Editorial
A atual versão de Lula só engana
quem se recusa obsessivamente a enxergá-lo como o falastrão que é
Os
petistas e seus associados nos sindicatos e nos soi-disant “movimentos
sociais” há muito sustentam a farsa segundo a qual representam a “classe
trabalhadora” na luta contra o “capital”. Como já ficou claro para boa parte
dos brasileiros, essa fraude se presta apenas a esconder o verdadeiro e único
objetivo da tigrada: tomar o poder e transformar o Estado em provedor
permanente de renda para os ergofóbicos travestidos de líderes populares, em
associação com empresários muito interessados no capitalismo sem riscos que um
regime assim naturalmente oferece. Foi o que aconteceu na trevosa era
lulopetista.
Portanto,
fora do discurso caviloso dos radicais de ocasião, nada havia remotamente
assemelhado a uma “luta de classes” na época em que Lula da Silva e Dilma
Rousseff estavam no governo. Luta havia, mas era a dos oportunistas contra os
brasileiros que desejam apenas trabalhar e pagar suas contas, prejudicados por
um Estado que, sob o disfarce da defesa de “direitos sociais”, drena escassos
recursos públicos para uns poucos privilegiados.
Defenestrados
do poder em razão do impeachment de Dilma, os petistas trataram de atribuir
vigor renovado à empulhação da tal “luta de classes”. O líder do Movimento dos
Trabalhadores Rurais Sem Terra (MST), João Pedro Stédile, por exemplo, disse
que, “pela primeira vez na história do Brasil, teremos uma eleição que será a
luta de classes em seu sentido mais claro de luta ideológica: de um lado algum
candidato do capital, e do nosso lado, Lula”. Segundo Stédile, “o embate na
campanha será tremendo, será uma verdadeira guerra ideológica”, e nesse
confronto “Lula tornou-se expressão do atual momento da luta de classes e da
vontade dos movimentos populares”.
O
conceito marxista de “luta de classes”, que reduz a complexidade do mundo do
trabalho ao termo “proletariado” e elimina o indivíduo como sujeito histórico,
transformou-se no Brasil em muleta intelectual que tudo explica – pelo menos
para quem prefere o conforto da ideologia ao labor da razão. Tal simplificação
grosseira se presta exclusivamente a mobilizar a militância, impulsionada pela
ideia de que participa de um confronto transcendental que serve como “motor da
história”, do qual resultará, segundo a profecia marxista, a igualdade absoluta
entre os homens.
Quem
conhece um pouco de história e de Lula da Silva, porém, percebe de saída que se
trata de uma patacoada. O chefão petista não é e nunca foi de esquerda, muito
menos revolucionário. O ex-líder sindical construiu sua carreira política como
um pragmático, que tem um discurso pronto para cada tipo de plateia que se
dispõe a ouvi-lo – ele mesmo já se qualificou como uma “metamorfose ambulante”

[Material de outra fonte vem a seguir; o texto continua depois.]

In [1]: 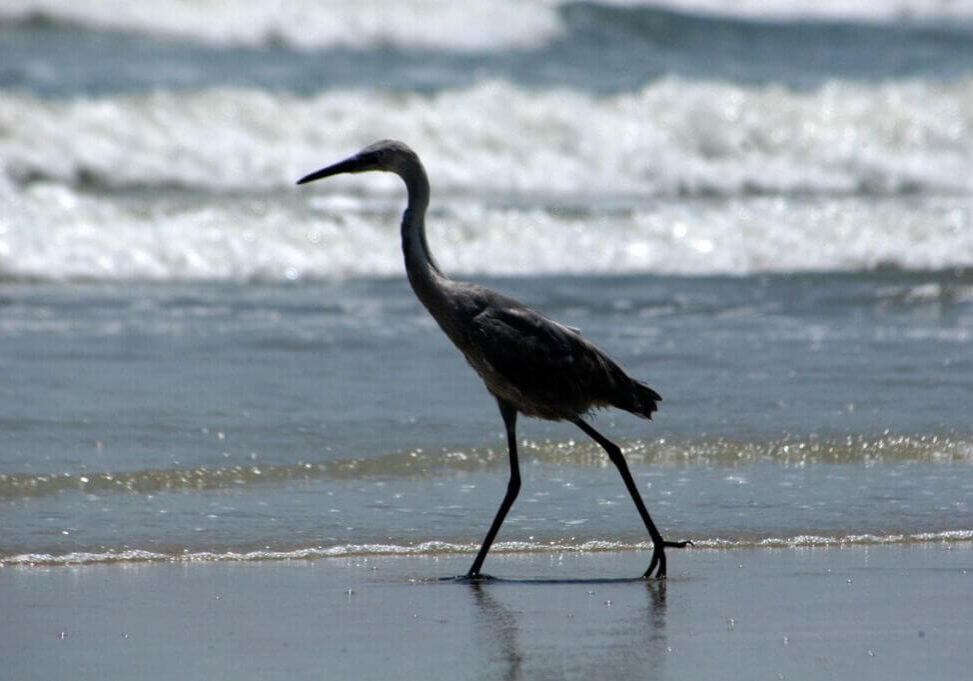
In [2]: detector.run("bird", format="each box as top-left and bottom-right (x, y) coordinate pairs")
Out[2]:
(297, 140), (690, 579)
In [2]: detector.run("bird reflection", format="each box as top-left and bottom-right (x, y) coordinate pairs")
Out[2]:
(464, 578), (668, 680)
(470, 582), (523, 681)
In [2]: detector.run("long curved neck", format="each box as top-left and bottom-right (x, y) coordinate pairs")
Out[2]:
(398, 160), (448, 307)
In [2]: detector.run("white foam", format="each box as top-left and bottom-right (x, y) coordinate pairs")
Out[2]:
(3, 0), (970, 53)
(3, 530), (970, 567)
(0, 0), (563, 51)
(3, 78), (972, 197)
(4, 78), (973, 280)
(3, 181), (972, 281)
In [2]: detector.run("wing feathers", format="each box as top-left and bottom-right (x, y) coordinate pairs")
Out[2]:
(464, 299), (659, 420)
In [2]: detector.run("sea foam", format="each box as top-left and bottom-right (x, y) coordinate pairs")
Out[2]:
(3, 79), (972, 280)
(3, 78), (972, 196)
(3, 0), (970, 52)
(4, 185), (973, 280)
(0, 0), (563, 51)
(3, 530), (970, 567)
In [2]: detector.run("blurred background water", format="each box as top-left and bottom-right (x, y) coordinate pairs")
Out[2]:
(1, 0), (971, 566)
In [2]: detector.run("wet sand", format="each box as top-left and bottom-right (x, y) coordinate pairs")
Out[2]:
(3, 544), (970, 680)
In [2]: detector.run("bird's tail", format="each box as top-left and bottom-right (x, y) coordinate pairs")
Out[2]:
(593, 351), (661, 420)
(608, 374), (661, 420)
(629, 380), (662, 420)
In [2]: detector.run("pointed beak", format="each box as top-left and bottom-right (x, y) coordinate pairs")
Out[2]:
(296, 153), (372, 185)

e já declarou admiração por Hitler, o tirano, e por Gandhi, o pacifista. Na
atual campanha eleitoral, Lula grita contra os “golpistas”, mas não se
envergonha de aliar-se a vários dos políticos que ajudaram a derrubar Dilma
Rousseff. Portanto, a atual versão de Lula, que pretende ressuscitar a “luta de
classes” na forma de um confronto entre ricos e pobres, só engana quem se
recusa obsessivamente a enxergá-lo como o falastrão que é.
Os únicos
propósitos de Lula neste momento são, nesta ordem, livrar-se da cadeia e manter
a militância petista nas ruas para salvar com o seu – dele povão, e nunca da
elite dirigente lulopetista, que tem ojeriza a qualquer esforço – suor o que
resta do potencial eleitoral de seu partido, miseravelmente comprometido em
razão dos escândalos de corrupção e do desastre econômico causado pelo governo
Dilma.
Para
isso, vale até mesmo instigar seus simpatizantes a causar tumultos no dia 24 de
janeiro, quando está marcado o julgamento em segunda instância de Lula. “A hora
é de ação, e não de palavras. De transformar a fúria, a revolta, a indignação e
mesmo o ódio em energia, para a luta e o combate”, escreveu José Dirceu, outro
revolucionário de fancaria. Apelar à surrada “luta de classes”, na qual Lula
jamais acreditou, tornou-se assim, ironicamente, a única alternativa para o
chefão petista. Seria cômico, não fossem Lula, Dirceu e a tigrada o que são.